Microphyll: Leaf with a single vein that has no leaf gap associated with its connection to the stele. The kind of leaf found in the Lycopodiophyta and Sphenopyta. In extants plants such leaves are always small.
Moneocious: producing male and female gametes on the same plant, not necessarily in the same organ. Selaginellales, Isoetales, and gymnosperms are monoecious, as are a few angiosperms. Angiosperms are usually only described as monoecious if they have separate pistillaet and staminate flowers, as in the Betulaceae.
Monopodial branching: branching in which there is a clear central branch with lateral branches that develop some distance behind the end of the central branch.
MYP: Million years before the present.
Node: The point at which leaves or branches are attached.

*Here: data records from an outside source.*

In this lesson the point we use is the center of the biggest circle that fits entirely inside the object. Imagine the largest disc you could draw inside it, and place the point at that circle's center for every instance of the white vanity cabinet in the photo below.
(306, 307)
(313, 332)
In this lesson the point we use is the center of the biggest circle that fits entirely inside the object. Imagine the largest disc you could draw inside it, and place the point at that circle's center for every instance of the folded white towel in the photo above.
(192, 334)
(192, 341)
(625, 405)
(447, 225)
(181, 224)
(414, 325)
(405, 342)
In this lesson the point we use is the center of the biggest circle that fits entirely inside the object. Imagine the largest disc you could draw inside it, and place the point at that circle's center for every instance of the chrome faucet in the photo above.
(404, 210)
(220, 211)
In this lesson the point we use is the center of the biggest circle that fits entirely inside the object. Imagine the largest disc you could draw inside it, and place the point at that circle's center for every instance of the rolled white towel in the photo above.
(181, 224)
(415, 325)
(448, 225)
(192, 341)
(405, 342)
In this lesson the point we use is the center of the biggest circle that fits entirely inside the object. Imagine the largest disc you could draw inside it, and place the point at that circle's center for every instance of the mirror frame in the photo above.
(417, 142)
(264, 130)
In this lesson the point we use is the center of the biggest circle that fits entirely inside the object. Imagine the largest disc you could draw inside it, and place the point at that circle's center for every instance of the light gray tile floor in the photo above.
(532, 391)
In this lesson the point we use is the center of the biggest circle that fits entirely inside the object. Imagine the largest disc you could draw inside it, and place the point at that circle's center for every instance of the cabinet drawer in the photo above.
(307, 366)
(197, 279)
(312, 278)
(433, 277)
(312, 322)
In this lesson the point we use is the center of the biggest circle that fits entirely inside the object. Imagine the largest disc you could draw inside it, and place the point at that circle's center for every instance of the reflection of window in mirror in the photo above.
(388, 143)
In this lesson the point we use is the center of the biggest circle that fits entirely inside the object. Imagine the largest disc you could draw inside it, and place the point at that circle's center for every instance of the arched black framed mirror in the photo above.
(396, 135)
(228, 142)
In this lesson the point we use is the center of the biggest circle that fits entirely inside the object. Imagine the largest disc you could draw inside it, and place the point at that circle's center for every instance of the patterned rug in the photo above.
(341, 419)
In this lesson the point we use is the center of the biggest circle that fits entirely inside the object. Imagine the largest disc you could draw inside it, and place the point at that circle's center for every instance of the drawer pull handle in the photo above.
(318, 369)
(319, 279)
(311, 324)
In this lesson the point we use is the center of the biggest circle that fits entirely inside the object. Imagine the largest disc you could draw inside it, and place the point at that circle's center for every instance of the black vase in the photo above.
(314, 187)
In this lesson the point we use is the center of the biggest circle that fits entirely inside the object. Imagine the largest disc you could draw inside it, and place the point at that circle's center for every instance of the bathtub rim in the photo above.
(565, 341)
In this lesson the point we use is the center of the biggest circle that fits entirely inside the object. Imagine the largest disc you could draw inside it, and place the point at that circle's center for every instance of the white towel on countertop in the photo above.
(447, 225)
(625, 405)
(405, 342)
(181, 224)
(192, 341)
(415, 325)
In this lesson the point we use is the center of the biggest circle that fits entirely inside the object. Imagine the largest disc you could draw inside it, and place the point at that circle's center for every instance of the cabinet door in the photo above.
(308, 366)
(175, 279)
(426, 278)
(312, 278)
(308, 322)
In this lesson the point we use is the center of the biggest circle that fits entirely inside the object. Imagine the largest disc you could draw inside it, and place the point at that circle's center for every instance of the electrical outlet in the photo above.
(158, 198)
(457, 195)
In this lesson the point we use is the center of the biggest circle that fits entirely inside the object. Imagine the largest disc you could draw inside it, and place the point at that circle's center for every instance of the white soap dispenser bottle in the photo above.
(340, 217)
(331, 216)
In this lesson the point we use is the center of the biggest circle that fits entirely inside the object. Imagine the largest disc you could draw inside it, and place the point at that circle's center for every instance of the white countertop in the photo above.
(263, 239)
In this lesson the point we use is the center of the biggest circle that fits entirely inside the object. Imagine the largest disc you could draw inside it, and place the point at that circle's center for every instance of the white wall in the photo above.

Opposite: Usually used to describe leaves or branches that occur in pairs, 2 at each node. Also used to describe pairs of leaflets. See leaf arrangements.
Polyphyletic: A group of organisms that originated from two or more different ancestors.
Protostele: an arrangement of the vascular tissue in which there is a solid core of primary xylem. In a haplostele, the primary xylem forms a smooth-walled cylinder; in an actinostele, the primary xylem is star-shaped (often irregularly star-shaped) in cross-section.
Saprophyte: A plant that lives on non-living organic matter, or more bluntly, that lives on dead or dying organisms. From the Greek words sapros 'rotten' and phyton 'plant'.
Siphonostele: A stele formed when the vascular tissue forms a cylinder around a center of parenchymatous tissue.
Sporangium (pl. sporangia): The structure in which spores are formed.
Spore: A spore is a single detached cell that is capable of developing into a new individual. If the spore is produced by meiosis, it will be haploid and give rise to a gametophyte. If its diploid, as it may be, it gives rise to a sporophyte.
Sporophyll: a leaf that has sporangia in its axil or on its upper or lower surface.
Stele: the arrangement of the vascular tissue in stems and roots
Stipules: A pair of structures at the base of a petiole. They may be leafy, glandular, spiny, linear, or (particularly in the Polygonaceae) consist of a hyaline sheath that completely encloses the stem. Some stipules are persistent, falling with the leaf; others fall off shortly after the leaf opens. Roses and peas are too common plants that have fairly large stipules. See leaf structure.
Strobilus: An aggregation of sporophylls. It is a very general term, being applicable to a wide range of plants, from lycopods to pines.
Terete: round in cross-section.
Tracheid: an elongate, thick-walled cell that is non-living at maturity. Tracheids are important in conducting solutions through the plant body and, because of their thick walls, in providing support.
Trigone: a three-angled structure; a thickened bulging cell wall associated with the corners of some cells in bryophytes.
Tropane alkaloids are produced by many members of the Solanaceae. They are derivatives of .
Vascular tissue: Tissue composed of specialized cells (tracheids, xylem, or phloem) for the transport of water and solutes around a plant's body. Vascular plants are those with vascular tissue. Most land plants have vascular tissue. The only land plants without vascular tissue are the bryophytes.